During the mourning period, as she grieved with relatives and friends, she spoke with amazement but also resentment about his silent and rude exit. Since her husband had been an engineer, the supervisor of the water department of the city of Jerusalem, she joked that he had secretly engineered his own death, blocking the flow of blood to his brain the way he had sometimes blocked the water supply of ultra-Orthodox Jews who refused to pay their water bills to the Zionist municipality. “Had he revealed to me the secret of an easy death,” she complained to her son and daughter, “I would spare you the ordeal of mine, which I know will take longer and be harder for all of us.”
“We’ll manage the ordeal,” her son solemnly promised, “on condition that you finally leave Jerusalem. Sell the apartment — its value goes down by the day, thanks to the Orthodox — and move to a retirement home in Tel Aviv, near my house, near your grandchildren, who are afraid to visit Jerusalem on Shabbat.”
“Afraid? Of what?”
“That some religious fanatic will throw stones at the car.”
“So park outside the neighborhood and walk with the children, it’ll be good exercise for all of you. Fear of the Orthodox is unbecoming, in my opinion.”
“It’s not exactly fear… more like disgust.”
“Disgust?

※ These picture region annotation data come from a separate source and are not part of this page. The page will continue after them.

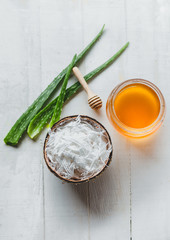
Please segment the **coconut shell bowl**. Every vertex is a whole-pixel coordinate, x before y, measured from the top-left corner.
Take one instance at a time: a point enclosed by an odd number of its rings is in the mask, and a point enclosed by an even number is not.
[[[78,115],[74,115],[74,116],[68,116],[65,118],[62,118],[61,120],[59,120],[57,123],[55,123],[53,125],[53,127],[51,128],[52,132],[57,132],[57,129],[60,127],[64,127],[64,125],[68,124],[70,121],[76,121]],[[92,179],[95,179],[97,176],[99,176],[101,173],[103,173],[103,171],[109,166],[111,159],[112,159],[112,152],[113,152],[113,147],[112,147],[112,142],[111,142],[111,138],[109,136],[109,133],[107,132],[107,130],[105,129],[105,127],[99,123],[98,121],[96,121],[95,119],[88,117],[88,116],[84,116],[84,115],[80,115],[80,120],[84,123],[88,123],[90,124],[93,128],[98,128],[101,129],[101,131],[103,131],[103,136],[104,136],[104,141],[106,143],[106,150],[107,149],[111,149],[109,152],[109,157],[107,155],[105,161],[104,161],[104,165],[102,166],[102,168],[95,172],[94,174],[88,176],[87,178],[79,178],[79,177],[72,177],[72,178],[66,178],[65,176],[63,176],[61,173],[59,173],[57,171],[57,168],[53,167],[51,164],[51,160],[49,159],[49,157],[47,156],[47,152],[46,152],[46,147],[47,147],[47,143],[49,140],[49,133],[47,133],[46,138],[45,138],[45,142],[44,142],[44,159],[45,162],[47,164],[47,167],[49,168],[49,170],[58,178],[60,178],[62,181],[66,181],[69,183],[83,183],[83,182],[88,182]]]

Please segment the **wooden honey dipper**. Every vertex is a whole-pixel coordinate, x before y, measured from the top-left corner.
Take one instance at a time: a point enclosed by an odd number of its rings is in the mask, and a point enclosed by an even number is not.
[[[84,88],[84,90],[86,91],[87,95],[88,95],[88,103],[89,106],[92,109],[97,109],[97,108],[101,108],[102,107],[102,100],[99,96],[97,96],[95,93],[92,92],[92,90],[89,88],[87,82],[85,81],[83,75],[81,74],[80,70],[78,69],[78,67],[74,67],[73,69],[73,73],[76,76],[76,78],[78,79],[78,81],[80,82],[80,84],[82,85],[82,87]]]

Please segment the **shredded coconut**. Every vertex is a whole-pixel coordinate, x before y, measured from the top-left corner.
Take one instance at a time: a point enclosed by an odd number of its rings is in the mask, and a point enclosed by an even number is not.
[[[50,130],[46,145],[51,167],[67,179],[85,179],[101,171],[111,149],[104,130],[80,116]]]

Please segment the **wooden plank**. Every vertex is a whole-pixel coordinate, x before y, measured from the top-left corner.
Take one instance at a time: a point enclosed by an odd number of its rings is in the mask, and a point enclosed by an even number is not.
[[[31,2],[31,1],[30,1]],[[32,10],[32,11],[31,11]],[[2,138],[40,92],[39,11],[18,1],[0,7],[0,239],[43,239],[40,149],[28,138],[18,148]]]
[[[127,41],[124,1],[83,1],[84,36],[106,24],[106,31],[96,49],[86,61],[87,72],[113,55]],[[121,16],[121,18],[120,18]],[[94,21],[93,19],[97,19]],[[90,26],[90,28],[89,28]],[[130,172],[126,139],[110,126],[106,117],[106,101],[111,90],[126,78],[128,50],[112,66],[94,79],[90,86],[101,96],[100,114],[93,110],[86,113],[106,126],[113,141],[111,166],[94,183],[89,183],[89,216],[91,239],[130,238]],[[83,94],[82,94],[83,95]],[[84,109],[83,109],[84,111]]]
[[[85,46],[81,29],[81,4],[74,1],[42,1],[41,43],[42,82],[47,85],[72,56]],[[95,36],[100,26],[88,41]],[[69,80],[70,84],[70,80]],[[68,104],[69,105],[69,104]],[[76,104],[77,105],[77,104]],[[68,108],[70,109],[69,111]],[[74,114],[76,107],[69,105],[62,117]],[[78,112],[77,112],[78,113]],[[44,135],[41,136],[42,141]],[[62,184],[44,167],[45,238],[88,239],[88,188]]]
[[[129,77],[155,83],[169,104],[169,1],[127,1]],[[169,112],[155,135],[132,141],[132,237],[170,239]]]

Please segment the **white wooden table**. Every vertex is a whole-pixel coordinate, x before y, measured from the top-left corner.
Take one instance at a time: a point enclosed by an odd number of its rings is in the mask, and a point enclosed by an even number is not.
[[[97,34],[105,33],[83,63],[85,74],[126,41],[126,52],[90,86],[103,99],[100,115],[81,91],[62,117],[86,114],[108,129],[114,146],[110,167],[93,183],[62,184],[44,164],[47,129],[37,142],[17,148],[3,138],[52,79]],[[170,239],[170,1],[0,1],[0,239]],[[123,80],[144,78],[163,92],[163,127],[129,140],[109,124],[105,103]],[[70,80],[70,83],[75,79]]]

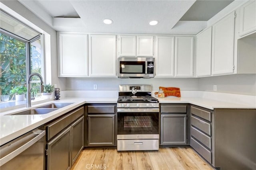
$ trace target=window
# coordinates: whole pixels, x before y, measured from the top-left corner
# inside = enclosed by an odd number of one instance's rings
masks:
[[[14,94],[10,91],[16,86],[26,86],[27,75],[36,72],[44,77],[43,36],[0,12],[0,95],[9,95],[12,100]],[[39,91],[38,78],[34,76],[32,79],[31,91],[34,96]]]

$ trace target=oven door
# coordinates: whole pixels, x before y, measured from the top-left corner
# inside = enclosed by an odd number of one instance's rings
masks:
[[[143,134],[158,136],[159,114],[158,108],[118,109],[118,136]]]

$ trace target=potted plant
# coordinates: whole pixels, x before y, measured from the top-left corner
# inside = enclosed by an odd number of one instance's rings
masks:
[[[54,86],[50,84],[44,85],[44,92],[42,94],[42,96],[44,99],[50,99],[52,93],[54,91]]]
[[[16,101],[24,100],[25,94],[26,92],[27,87],[24,85],[16,86],[10,91],[11,94],[15,95],[15,99]]]

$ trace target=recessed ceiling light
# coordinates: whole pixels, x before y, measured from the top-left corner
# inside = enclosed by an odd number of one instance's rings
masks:
[[[158,23],[158,21],[157,21],[157,20],[153,20],[153,21],[151,21],[150,22],[149,22],[149,25],[156,25]]]
[[[103,20],[103,22],[106,24],[111,24],[113,23],[113,21],[110,19],[104,19]]]

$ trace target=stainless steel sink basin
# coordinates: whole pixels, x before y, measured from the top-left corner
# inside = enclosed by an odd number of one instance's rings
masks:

Why disgust? They’re simple people, and like anyplace else, there are good ones and bad ones.”
“Of course, but you can’t tell them apart. They all look alike, and even if they’re all angels, they’re not going to look after you. So they should stay where they are, and you, now that you’re alone, should come and live near us.”

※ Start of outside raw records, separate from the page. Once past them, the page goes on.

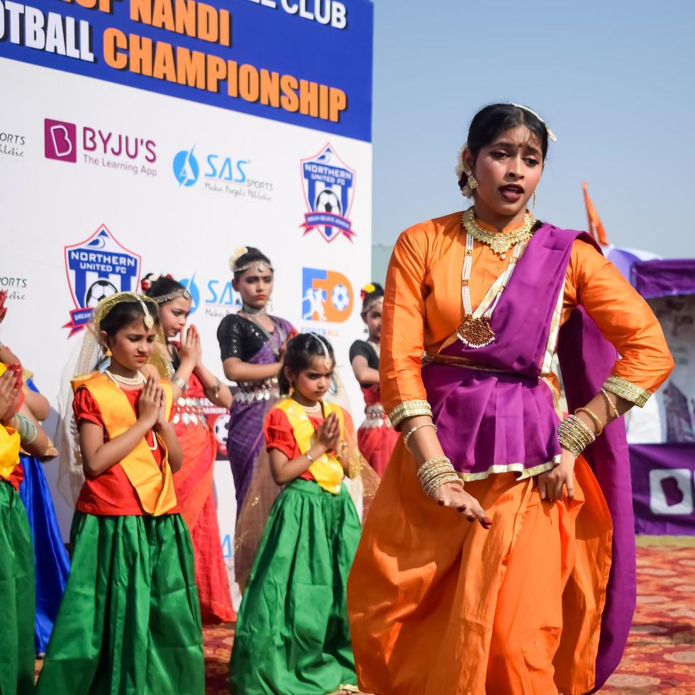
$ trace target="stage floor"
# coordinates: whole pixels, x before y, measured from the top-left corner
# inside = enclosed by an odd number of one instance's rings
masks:
[[[637,611],[628,647],[600,692],[695,693],[695,538],[638,538],[637,576]],[[208,695],[228,692],[233,634],[231,625],[204,629]]]

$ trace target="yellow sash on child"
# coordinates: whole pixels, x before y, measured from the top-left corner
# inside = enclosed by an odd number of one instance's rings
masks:
[[[333,403],[323,404],[323,413],[326,417],[330,413],[335,413],[338,417],[338,421],[340,428],[340,439],[345,436],[345,416],[343,408]],[[311,421],[309,420],[306,411],[294,399],[283,399],[278,403],[276,408],[279,408],[287,416],[289,424],[292,426],[292,433],[294,435],[294,440],[297,443],[299,451],[306,454],[311,445],[316,440],[316,430]],[[334,495],[340,491],[340,483],[345,476],[345,472],[340,462],[335,455],[329,455],[328,453],[319,456],[313,463],[309,466],[309,472],[313,476],[314,479],[327,492],[331,492]]]
[[[7,480],[19,462],[19,433],[0,425],[0,478]]]
[[[168,382],[162,381],[161,384],[167,399],[165,407],[168,420],[172,409],[172,387]],[[99,405],[109,439],[118,437],[135,425],[137,418],[128,396],[105,374],[94,372],[73,379],[73,391],[82,386]],[[157,437],[157,440],[164,454],[161,469],[144,437],[121,461],[121,467],[135,488],[143,509],[152,516],[165,514],[177,504],[167,448],[161,437]]]
[[[0,374],[7,367],[0,362]],[[19,462],[19,433],[13,427],[0,425],[0,478],[6,480]]]

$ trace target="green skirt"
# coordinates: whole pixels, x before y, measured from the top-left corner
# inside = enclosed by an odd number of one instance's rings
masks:
[[[297,479],[271,510],[237,618],[238,695],[326,695],[356,685],[345,587],[361,525],[337,495]]]
[[[193,547],[179,514],[75,512],[72,564],[37,692],[205,692]]]
[[[34,548],[19,493],[0,481],[0,693],[34,691]]]

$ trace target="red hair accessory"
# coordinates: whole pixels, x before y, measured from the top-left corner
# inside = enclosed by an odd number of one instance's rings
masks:
[[[376,291],[377,288],[374,286],[374,283],[370,282],[368,285],[365,285],[365,287],[360,290],[360,299],[364,301],[365,297],[366,297],[367,294],[371,294],[372,292],[375,292]]]

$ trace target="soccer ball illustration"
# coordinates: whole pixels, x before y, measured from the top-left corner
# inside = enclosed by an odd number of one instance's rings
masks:
[[[89,308],[94,307],[104,297],[108,297],[111,294],[116,294],[117,291],[116,286],[108,280],[96,280],[89,286],[84,297],[84,304]]]
[[[350,304],[350,292],[345,285],[335,285],[330,292],[330,301],[338,311],[344,311]]]
[[[340,199],[335,194],[335,191],[330,188],[324,189],[316,196],[316,212],[333,213],[334,215],[342,215]]]

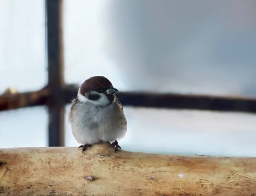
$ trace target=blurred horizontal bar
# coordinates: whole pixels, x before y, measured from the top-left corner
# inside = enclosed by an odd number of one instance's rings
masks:
[[[78,87],[66,89],[66,102],[77,95]],[[256,98],[146,92],[118,92],[123,106],[256,113]]]
[[[78,90],[75,85],[65,87],[66,103],[76,97]],[[43,105],[47,103],[49,94],[46,88],[37,92],[0,96],[0,111]],[[253,98],[128,92],[118,92],[116,96],[123,106],[256,113],[256,98]]]
[[[0,96],[0,111],[17,109],[46,104],[49,95],[49,90],[41,90]]]

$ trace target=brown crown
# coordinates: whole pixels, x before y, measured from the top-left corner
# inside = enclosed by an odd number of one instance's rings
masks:
[[[97,88],[102,88],[106,90],[113,87],[111,82],[104,76],[93,76],[87,79],[82,84],[80,88],[80,93],[85,94],[91,91],[95,91]]]

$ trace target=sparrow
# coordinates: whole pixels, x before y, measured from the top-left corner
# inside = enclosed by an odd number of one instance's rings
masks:
[[[68,119],[73,136],[81,144],[82,153],[99,142],[110,142],[122,150],[117,140],[124,138],[127,122],[122,106],[114,94],[118,90],[103,76],[86,80],[71,101]]]

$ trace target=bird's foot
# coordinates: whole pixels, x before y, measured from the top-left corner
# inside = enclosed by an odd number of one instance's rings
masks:
[[[116,151],[117,151],[117,150],[118,150],[118,148],[119,148],[120,150],[122,150],[121,147],[119,145],[118,145],[118,142],[116,140],[115,140],[115,141],[113,142],[112,142],[111,145],[112,145],[112,146],[115,148],[115,152],[116,153]]]
[[[91,146],[92,146],[92,145],[91,145],[90,144],[85,144],[84,145],[81,145],[81,146],[80,146],[79,147],[79,148],[78,148],[78,149],[79,149],[80,148],[83,148],[83,151],[82,151],[82,153],[83,154],[84,153],[84,151],[85,150],[85,149],[86,149],[86,148],[87,148],[90,147]]]

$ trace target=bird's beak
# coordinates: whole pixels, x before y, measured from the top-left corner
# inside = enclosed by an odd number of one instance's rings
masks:
[[[113,87],[110,87],[110,88],[108,88],[107,91],[106,91],[106,93],[108,94],[114,94],[117,92],[118,92],[118,90]]]

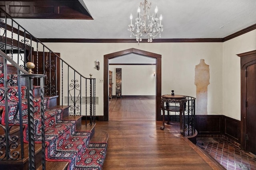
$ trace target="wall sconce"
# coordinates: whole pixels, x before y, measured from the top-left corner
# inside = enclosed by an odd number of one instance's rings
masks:
[[[97,60],[95,62],[95,66],[97,70],[100,70],[100,62]]]

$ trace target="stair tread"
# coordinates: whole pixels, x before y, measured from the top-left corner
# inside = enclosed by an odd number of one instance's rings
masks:
[[[96,125],[96,124],[92,124],[92,125],[88,124],[87,125],[82,125],[79,128],[76,129],[76,130],[77,131],[85,131],[91,132],[92,131],[93,129],[95,127]]]
[[[20,125],[14,125],[11,129],[11,131],[10,131],[10,134],[13,134],[16,132],[20,131]],[[4,131],[3,128],[0,128],[0,135],[4,135],[5,134],[5,131]]]
[[[73,116],[73,115],[69,115],[68,116],[67,116],[66,117],[65,117],[62,118],[62,120],[78,120],[81,118],[82,118],[82,116]]]
[[[50,107],[49,107],[50,109],[65,109],[69,107],[70,106],[59,106],[56,105],[54,106],[52,106]]]
[[[46,161],[46,169],[54,170],[66,170],[68,166],[68,162],[67,161]],[[41,165],[37,170],[42,169],[42,165]]]
[[[90,140],[90,143],[107,143],[109,135],[108,133],[106,131],[97,131]]]

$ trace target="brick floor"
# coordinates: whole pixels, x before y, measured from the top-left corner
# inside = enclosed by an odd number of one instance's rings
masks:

His sister kept quiet, not because what he was saying wasn’t logical, but because she didn’t believe that their mother would consent to leave Jerusalem — that she’d agree to give up an apartment, old but comfortable and large, where she had spent most of her life, to imprison herself in a tiny flat in an old folks’ home, in a city she considered inferior.
But Honi pressured his sister too. Now, after their father’s death, it would be hard for him to look after his mother. “If you’ve left the country to escape responsibility for our parents,” he accused his silent sibling, “at least help the one who stays on duty.”
Now she took offense. She had not left Israel to escape responsibility but because she had not found a position with any of the local orchestras.
“You would have been accepted by many Israeli orchestras if you hadn’t insisted on playing an aristocratic instrument instead of a democratic one.”
“Democratic?” She laughed. “What’s a democratic instrument?”